Just how lucrative Plug Leon now is, he declined to say. He says that he and his one full-time employee fulfill and send several orders daily. The prices, and with it his profit, varies greatly by model and where he can get it from. He wasn’t willing to divulge much more than that. “My parents always told me never talk about money, unless you have to,” he says.
With success comes jealousy, which nowadays means haters, who spam his Instagram comments with accusations that his business is ruining sneaker culture. Compassionate beyond his years, Gissing gets it to a degree. “I hang out with these footballers, play Playstation, I go to their homes, they invite me to a match—it’s every kid’s dream. Of course I expect that to be copied and people try to do the same thing,” says Gissing. However, he says that he is still the only person supplying soccer players in both the UK and mainland Europe.
Finer points make all the difference
Business at the moment, however, is a challenge. Since Brexit, everything he sends his clients on the continent is subject to tariffs. His plan to recoup the costs is through added value in other areas. “I’m not in the retail business,” he says. “I provide a luxury service.”

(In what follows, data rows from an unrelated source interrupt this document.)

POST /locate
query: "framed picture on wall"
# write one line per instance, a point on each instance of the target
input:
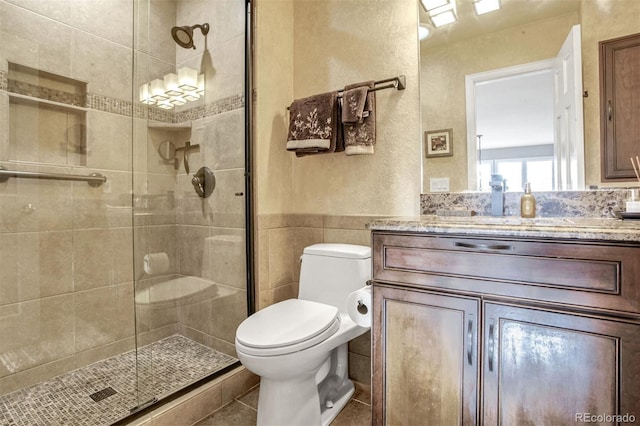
(439, 143)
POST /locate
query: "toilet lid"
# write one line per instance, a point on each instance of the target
(287, 326)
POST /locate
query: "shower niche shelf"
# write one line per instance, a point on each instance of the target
(170, 126)
(26, 100)
(48, 117)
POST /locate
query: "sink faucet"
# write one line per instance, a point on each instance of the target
(498, 186)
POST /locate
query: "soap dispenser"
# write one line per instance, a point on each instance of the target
(527, 203)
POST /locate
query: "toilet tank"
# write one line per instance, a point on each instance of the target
(330, 272)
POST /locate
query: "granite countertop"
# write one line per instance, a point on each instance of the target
(514, 226)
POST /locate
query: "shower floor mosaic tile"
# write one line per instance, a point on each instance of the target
(164, 367)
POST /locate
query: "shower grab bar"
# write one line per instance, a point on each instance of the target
(94, 179)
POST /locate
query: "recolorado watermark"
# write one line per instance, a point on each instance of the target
(605, 418)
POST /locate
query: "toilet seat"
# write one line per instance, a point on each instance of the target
(286, 327)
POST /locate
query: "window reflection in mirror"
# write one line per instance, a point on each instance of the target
(523, 31)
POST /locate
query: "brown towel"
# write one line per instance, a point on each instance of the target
(360, 138)
(313, 124)
(353, 104)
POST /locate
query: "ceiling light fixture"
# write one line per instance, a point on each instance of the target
(443, 18)
(424, 30)
(429, 5)
(173, 89)
(486, 6)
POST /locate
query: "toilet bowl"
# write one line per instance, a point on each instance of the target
(299, 347)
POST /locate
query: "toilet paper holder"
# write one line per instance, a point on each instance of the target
(362, 308)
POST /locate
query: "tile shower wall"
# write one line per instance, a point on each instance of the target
(280, 242)
(66, 249)
(66, 280)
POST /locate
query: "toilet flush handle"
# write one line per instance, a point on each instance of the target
(362, 308)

He is fully aware of how slim the margins are between success and failure and how the finer points can make all the difference. That’s why right as Plug Leon was getting off the ground, he ordered several thousand bright red paper bags. On the one hand, they stand out in the pictures he appears in on personal deliveries to VIP clients. On the other, he saw what the big-time luxury players do and meticulously packs his goods and includes a personal message in every order—and of course his personal business card. You never know when one of his buddies or teammates will ask about their plug.